Shoring up the post rotation is probably the only outstanding to-do on the list for Gates and his newly assembled staff.
Diarra’s potential is obvious, but it will take some time for him to bulk up and adjust to the physicality he’ll endure each night against high-major competition. Landing Sharp would have served as a buffer and ensured MU kept a rangy big on the floor most of the time. Obviously, Sharp’s decision to stay put in Bowling Green, which caught staffs in Columbia, Houston and Memphis by surprise, heaves a wrench into the gears.
The timing is the most significant complication. The transfer portal closed up, and the market for proven big men has thinned out. Washington State’s Efe Abogidi trimmed MU early on in his process, and the Tigers never entered the fray for St. Bonaventure’s Ossun Ossuniyi, who committed to Iowa State. Meanwhile, the upper tier of the JUCO rankings has been stripped of post players.
Now, Maryland transfer Qudus Wahab is still around, but there’s no indication MU’s exploring him as an option. Mohammed Gueye, another mobile big out of Washington State, entered the transfer portal. Yet the Pac-12’s Freshman of the Year is using that for insurance after declaring for the NBA draft. On that front, Gueye scored an invite to the G League Elite Camp. Playing with filters at Bart Torvik and Evan Miya’s respective sites doesn’t turn up much, either.
If the staff has targets in mind, they’re not apparent to the rest of us. As for Gates, he expressed confidence this week that the program will use its remaining vacancies.
Now, there are some potential specialists to be found, primarily low-usage floor-spacers like Davidson’s Michael Jones (42.4 3FG%), USC-Upstate’s Bryson Mozone (38.4%), and St. Bonaventure’s Dominick Welch (37.4%). MU’s isn’t linked with any of them, but a one-year rental to shore up jump-shooting might be wise.
At this point, Gates’ retrofitting leaves MU replacing between 50 percent and 70 percent of its production in most statistical categories. That’s not nearly the same scale as what we saw last offseason. And perhaps more importantly, the key holdovers — DeGray and Kobe Brown — align with the new staff’s blueprint.
But with any an overhaul of this scale, you’re likely running short of another commodity — continuity. We can define that as a percentage of a team’s minutes played by the same player from one season to the next. Several years ago, Ken Pomeroy noted programs with more of that commodity performed better, particularly on offense.
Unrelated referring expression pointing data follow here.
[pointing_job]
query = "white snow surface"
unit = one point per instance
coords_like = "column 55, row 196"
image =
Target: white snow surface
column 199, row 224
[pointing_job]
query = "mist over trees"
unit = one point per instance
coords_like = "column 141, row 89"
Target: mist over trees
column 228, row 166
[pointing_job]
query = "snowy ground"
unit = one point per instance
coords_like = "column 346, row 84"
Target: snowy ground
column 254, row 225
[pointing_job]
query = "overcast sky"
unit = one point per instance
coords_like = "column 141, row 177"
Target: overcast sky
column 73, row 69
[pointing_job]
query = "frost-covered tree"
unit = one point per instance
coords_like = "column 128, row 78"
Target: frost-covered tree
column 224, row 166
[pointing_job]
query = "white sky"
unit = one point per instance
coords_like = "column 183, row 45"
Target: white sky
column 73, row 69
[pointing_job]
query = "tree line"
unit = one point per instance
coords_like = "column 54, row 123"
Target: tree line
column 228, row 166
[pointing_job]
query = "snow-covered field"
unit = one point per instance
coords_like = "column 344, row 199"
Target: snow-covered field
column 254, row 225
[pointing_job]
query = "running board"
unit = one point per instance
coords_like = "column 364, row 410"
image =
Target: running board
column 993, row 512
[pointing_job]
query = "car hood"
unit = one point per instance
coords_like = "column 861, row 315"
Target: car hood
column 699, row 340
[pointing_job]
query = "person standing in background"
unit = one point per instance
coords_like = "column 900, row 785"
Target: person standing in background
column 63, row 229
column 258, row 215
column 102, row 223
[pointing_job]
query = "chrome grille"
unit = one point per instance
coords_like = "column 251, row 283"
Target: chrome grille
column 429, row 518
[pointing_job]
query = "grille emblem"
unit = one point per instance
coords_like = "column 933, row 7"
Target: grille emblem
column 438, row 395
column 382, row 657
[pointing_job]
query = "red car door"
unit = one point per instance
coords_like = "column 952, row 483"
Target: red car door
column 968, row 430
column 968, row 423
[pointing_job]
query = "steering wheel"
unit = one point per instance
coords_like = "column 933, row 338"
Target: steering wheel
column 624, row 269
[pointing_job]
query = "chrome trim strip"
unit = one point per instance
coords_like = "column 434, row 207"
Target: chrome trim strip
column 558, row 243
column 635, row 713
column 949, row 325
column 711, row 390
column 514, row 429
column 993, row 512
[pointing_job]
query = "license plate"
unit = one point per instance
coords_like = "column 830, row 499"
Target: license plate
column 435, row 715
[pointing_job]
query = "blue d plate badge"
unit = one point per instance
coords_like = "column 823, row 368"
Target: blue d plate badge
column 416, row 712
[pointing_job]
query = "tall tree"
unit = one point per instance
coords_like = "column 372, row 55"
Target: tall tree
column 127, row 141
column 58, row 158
Last season, MU ranked 330th nationally — or fifth-lowest among high-majors — by having just 19.7 percent of minutes involving the same player in the same role they held on an NCAA tournament team. In effect, the chemistry that helped MU get off to a fast start and amass a slew of Quad 1 wins evaporated.
It’s also one reason to keep expectations modest.
Since 2018-19, the lower end of continuity among power-conference schools is 25 percent. Over that span, 29 schools fell outside that boundary. Below, you’ll see their median values for wins, efficiency margin, and experience. The key takeaway: set the floor at 14 victories.
We can also use Torvik’s handy RosterCast tool, to fiddle with parameters. Currently, MU sits at 55th in his 2023 projections. In the past 10 seasons, five high majors finished in that slot, and just one — Arizona State in 2018 — earned an NCAA tournament bid. None won more than 19 regular-season games.
An optimist might find comfort in how quickly this roster aged and the fact its constituent parts seem to fit Gates’ blueprint. By contrast, that system relies, in part, on those same parts developing a deep familiarity with one another, the kind you only get by logging extensive in-game reps together. That’s before you get to the roster needs we just outlined.
But let’s say MU added the likes of Wahab and Jones. The moves would bump the Tigers up to 40th in Torvik’s projections – a range where it’s common for power-conference programs to land somewhere between a No. 6 and No. 10 seed in March. Of course, it’s all theoretical, but it underscores the opportunity that Gates and his staff have in front of them.
They’ve built a potential NIT team, but they could elevate the ceiling with some savvy maneuvering.